Write to the Point
I don’t know about you folks but I’m tired of the upsell.
I realize that’s what our consumerism society is all about, buying more whether we need it or not. After all, bigger is always better.
But I’m tired of it, especially when it comes to food, and I mean fast food. I don’t normally partake in fast food – I’ve found better, tastier offerings in cookbooks that are easy to make once you have a good stockpile of the right ingredients and tools.
But now and then necessity steers me to the drive-thru lane and all I want is something quick and easy. So here’s a warning to any fast food manager or employee who might read this: When you see me coming, don’t try to up sell me. Because I’m thinking the next time it happens, I might employ a tactic once suggested by comedian George Carlin to keep people alert – “Bargain with them.”

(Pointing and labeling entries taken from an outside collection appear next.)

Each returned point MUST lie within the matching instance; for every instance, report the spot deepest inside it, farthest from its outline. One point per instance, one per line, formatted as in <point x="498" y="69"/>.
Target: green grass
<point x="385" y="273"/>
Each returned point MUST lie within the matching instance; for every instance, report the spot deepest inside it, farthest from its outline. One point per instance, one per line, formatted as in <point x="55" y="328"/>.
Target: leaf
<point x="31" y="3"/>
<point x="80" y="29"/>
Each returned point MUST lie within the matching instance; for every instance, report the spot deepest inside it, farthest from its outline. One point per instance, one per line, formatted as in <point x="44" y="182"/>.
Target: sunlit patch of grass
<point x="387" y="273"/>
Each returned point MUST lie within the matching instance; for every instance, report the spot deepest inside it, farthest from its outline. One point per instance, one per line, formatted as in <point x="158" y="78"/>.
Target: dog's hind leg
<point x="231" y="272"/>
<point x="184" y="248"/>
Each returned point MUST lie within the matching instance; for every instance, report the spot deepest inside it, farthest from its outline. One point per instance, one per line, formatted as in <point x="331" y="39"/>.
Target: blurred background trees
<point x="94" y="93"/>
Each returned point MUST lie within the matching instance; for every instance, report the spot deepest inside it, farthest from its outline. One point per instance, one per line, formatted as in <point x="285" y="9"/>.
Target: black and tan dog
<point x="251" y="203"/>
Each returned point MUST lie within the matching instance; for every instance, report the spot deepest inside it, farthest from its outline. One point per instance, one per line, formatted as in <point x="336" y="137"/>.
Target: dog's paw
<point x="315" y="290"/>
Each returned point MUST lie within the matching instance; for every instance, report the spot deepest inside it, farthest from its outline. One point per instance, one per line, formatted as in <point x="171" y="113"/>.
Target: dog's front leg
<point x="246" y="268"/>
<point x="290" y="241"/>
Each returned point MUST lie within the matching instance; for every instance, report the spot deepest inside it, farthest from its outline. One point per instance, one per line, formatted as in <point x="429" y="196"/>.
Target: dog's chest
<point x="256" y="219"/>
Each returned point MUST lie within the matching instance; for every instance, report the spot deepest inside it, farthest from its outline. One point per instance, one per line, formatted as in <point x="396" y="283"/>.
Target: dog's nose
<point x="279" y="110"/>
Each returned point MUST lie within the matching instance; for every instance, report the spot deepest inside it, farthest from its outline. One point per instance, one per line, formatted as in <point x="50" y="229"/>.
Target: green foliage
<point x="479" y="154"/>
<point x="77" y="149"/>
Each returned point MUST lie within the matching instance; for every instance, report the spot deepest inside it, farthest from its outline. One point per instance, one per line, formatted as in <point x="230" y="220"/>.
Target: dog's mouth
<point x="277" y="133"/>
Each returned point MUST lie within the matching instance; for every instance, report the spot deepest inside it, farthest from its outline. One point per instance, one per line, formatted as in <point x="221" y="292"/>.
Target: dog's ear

Negotiate. It might go something like this.
“Hi, welcome to McClown Queen, Sr., can I interest you in a gigantic, ultimate bacon Carbo-thon Burger,” the voice squawks from the tiny speaker in the brilliantly lit menu.
“Uh, what’s in it?” I ask, searching the sign to find a monstrous poster-sized picture of this monument to heart disease so neatly assembled it can’t possibly be moved. Rats, no description.
“One pound of hamburger topped with half a package of bacon, half a ham, one pound of cheese, lettuce, tomato, pickles, onions and zucchini with a quart of special barbecue sauce between two whole wheat buns sautéed in butter,” the voice says. “Can I get one started for you, possibly in a combo meal?”
“All I wanted was two cheeseburgers,” I say. “Why should I try this?”
“Well, it’s delicious.”
“Really. More so than the cheeseburgers?”
“Well they’re good too, but many people love the ultimate Carbo-thon.”
“Really. Like who?”
“What people? You said many like it. Who?”
“I’m not sure, but I know people do. Would you just like the cheeseburgers?”
“Well wait a minute, you’ve got me intrigued by this carbo-thing. I mean if it’s so good, maybe I should try it. I can be the first on my block, but what’s in it for me?”
“Well if it’s so good that you’re trying to get me to spend more money, maybe we should talk. I see on the sign it’s the most expensive item on the menu.”
“We offer financing.”
“Yes, but maybe we can make a deal. Will you give me say, 50 percent off if I try a combo meal?
“Uh, I can’t do that.”
“OK. How about I buy a Carbo-thon combo meal, and you toss in two cheeseburgers and an extra fry. I can have them later.”
“I can’t do that.”
“Well, how about just the Carbo-thon and an iced tea? Oh, and one cheeseburger.”
“I can’t do that either.”
“I see. You must be on commission. Can I talk with the manager? They’re usually just trying to unload product. Maybe he can make a deal.”
“I can’t hear you sir, there’s too much honking.”
“Don’t worry, that’s just the line of cars behind me. Let them make their own deals.”
“Two cheeseburgers sir, please pull forward, I’ll have your total at the window.”
“Wait, we’re just getting started. Hello. Hello.”
Rats. Oh well. But you get the point. Most of us stop at our favorite drive-thru’s because we already know we like their food and usually have something already in mind. If we want something new, we will order it without prompting.
And as for negotiating, ask me sometime about monogrammed handkerchiefs.